Though he had no understanding of what the force was or how it might work, he knew there would be no way for him to fight it.
He started toward the back door, then hesitated.
When the rest of the family woke up, when Molly came down …
The promise he’d made to the little girl last night echoed in his head.
The urge to leave the house and go back up into the hills growing stronger by the second, he quickly went to the counter and scrawled a note on the pad that always sat by the telephone:
Dad-
Had an idea—went to look for Julie.
Back by lunchtime.
He reread the note, then pinned it to the refrigerator with a magnet. He left the house, pausing when he was fifty yards away to look back.
Despite what he’d written in the note, he had a strong feeling that he wouldn’t be back by lunchtime.
Indeed, he had a very strong feeling that he wouldn’t be coming back, for as he’d started away and seen the golden brown hills ahead of him, a peculiar sensation had come over him.
A sensation that he was going home.
But why?
Where had the feeling come from?
Home wasn’t up in the hills. And it had nothing to do with the cave he’d seen yesterday, where Julie, her body enormously swollen, stood with a cloud of insects swarming around her.
Yet even as that vision of Julie came into his mind—a vision whose reality had terrified him when he’d first seen it yesterday—he felt himself being drawn to her all the more strongly.
Something inside him wanted to be close to her, to bask in her presence.

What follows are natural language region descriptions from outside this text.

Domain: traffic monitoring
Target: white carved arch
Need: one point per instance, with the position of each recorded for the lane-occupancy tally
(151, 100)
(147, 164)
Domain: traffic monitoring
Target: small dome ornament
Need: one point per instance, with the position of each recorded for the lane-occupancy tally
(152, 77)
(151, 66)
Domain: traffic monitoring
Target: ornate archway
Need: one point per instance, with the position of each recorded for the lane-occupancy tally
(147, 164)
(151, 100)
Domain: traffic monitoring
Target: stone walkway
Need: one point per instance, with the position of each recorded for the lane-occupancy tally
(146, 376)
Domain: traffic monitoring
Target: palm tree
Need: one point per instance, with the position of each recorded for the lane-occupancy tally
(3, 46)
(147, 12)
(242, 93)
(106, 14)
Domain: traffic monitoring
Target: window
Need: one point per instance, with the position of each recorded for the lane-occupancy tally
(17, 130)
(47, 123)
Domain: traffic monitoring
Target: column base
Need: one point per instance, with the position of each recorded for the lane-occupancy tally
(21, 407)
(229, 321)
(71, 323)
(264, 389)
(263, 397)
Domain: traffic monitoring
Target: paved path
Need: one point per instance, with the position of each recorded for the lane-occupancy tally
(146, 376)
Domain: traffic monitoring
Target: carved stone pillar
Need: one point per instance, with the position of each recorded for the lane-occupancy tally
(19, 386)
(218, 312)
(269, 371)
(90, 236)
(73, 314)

As he moved up into the hills, his step quickened.
Mark Shannon rolled over, groped for the alarm clock next to his bed, and jabbed groggily at the button that would silence the alarm.

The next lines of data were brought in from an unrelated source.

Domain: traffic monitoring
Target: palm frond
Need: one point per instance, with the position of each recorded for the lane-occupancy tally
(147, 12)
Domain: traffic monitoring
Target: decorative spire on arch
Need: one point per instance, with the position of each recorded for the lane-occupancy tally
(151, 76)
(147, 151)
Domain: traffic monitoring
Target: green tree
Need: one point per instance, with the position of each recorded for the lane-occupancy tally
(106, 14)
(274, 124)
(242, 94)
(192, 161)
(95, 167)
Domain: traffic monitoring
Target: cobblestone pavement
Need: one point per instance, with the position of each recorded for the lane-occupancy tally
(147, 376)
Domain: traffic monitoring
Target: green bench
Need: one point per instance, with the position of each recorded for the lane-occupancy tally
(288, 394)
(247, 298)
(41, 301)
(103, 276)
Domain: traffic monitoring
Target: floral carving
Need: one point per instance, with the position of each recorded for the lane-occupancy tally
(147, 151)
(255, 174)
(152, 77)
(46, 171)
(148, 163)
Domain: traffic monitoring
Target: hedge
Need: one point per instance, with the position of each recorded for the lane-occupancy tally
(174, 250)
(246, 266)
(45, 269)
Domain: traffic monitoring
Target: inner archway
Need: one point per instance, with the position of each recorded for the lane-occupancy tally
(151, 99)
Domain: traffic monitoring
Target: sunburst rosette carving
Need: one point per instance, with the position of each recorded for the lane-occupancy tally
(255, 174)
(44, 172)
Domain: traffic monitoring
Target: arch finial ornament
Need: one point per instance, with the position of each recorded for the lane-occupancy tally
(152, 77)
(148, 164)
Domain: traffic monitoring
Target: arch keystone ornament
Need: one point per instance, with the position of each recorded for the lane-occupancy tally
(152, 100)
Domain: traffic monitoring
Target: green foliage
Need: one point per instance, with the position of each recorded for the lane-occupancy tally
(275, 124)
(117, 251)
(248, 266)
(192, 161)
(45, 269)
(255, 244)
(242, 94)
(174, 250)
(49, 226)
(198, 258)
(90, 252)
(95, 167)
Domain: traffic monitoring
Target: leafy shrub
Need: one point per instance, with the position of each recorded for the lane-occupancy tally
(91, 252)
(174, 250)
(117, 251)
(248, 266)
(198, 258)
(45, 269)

A second later the insistent ringing sounded again, and he finally opened his eyes to glare balefully at the telephone, his mind still fogged from the extra hours he’d put in last night, first cruising around the town, then going out to the motel to check out the register and the rooms, then finally settling in at the Silo, where he’d per
ched on a bar stool until closing time, lubricating the voices of every customer who came in with drinks he would charge to the county.

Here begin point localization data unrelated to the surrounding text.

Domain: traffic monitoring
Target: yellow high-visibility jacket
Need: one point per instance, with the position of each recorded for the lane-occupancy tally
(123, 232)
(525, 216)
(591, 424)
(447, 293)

No one, of course, had known anything about the missing kids.
As the telephone jangled one more time, Shannon reached out and picked it up. “This better be important,” he growled.
“I think you better get down here,” Manny Gomez told him. “I got a whole office full of people, and they all want to know the same thing—how come we haven’t found any of those kids yet.”
Mark Shannon groaned. “What time is it?” he asked.
“Six-thirty,” Manny replied, then began to list all the people who were crowded into their small office around the corner from the city hall.
The name that finally goaded Mark out of the comfort of his bed was that of Marge Larkin’s boss, Jim Chapman, if the editor of the paper was there, then everyone else in town soon would be as well. “Okay,” he sighed. “I’ll be there in fifteen minutes.” Hauling himself out of bed, he stumbled into the bathroom, turned the shower on cold, then stepped under the icy spray. Instantly, his head cleared and most of the hangover was driven out of his body.
Obviously, the department regulations were going out the window on this one, he thought as he shaved, and he was going to have to organize a search party. He’d been skeptical at first, but it was now clear that three kids were missing. There was something very strange about Andy Bennett having taken off the same morning that Julie Spellman and Jeff Larkin had disappeared. Two kids—one boy and one girl—was one thing. In fact, it was pretty obviously explainable to anyone except the parents involved, who never wanted to think their adolescent children might just want to take oft and spend a night together.
Andy Bennett, though, added a twist that didn’t make any sense. According to Marian and Chuck, he hadn’t even talked to either Jeff or Julie since the night they’d all gone to the movies together.
Shannon put on the cleanest of his four uniform shirts, pulled on the same pants he’d worn yesterday, then added his belt, holster, gun, and badge. Ten minutes after the phone had jarred him out of sleep, he was in his squad car and on his way.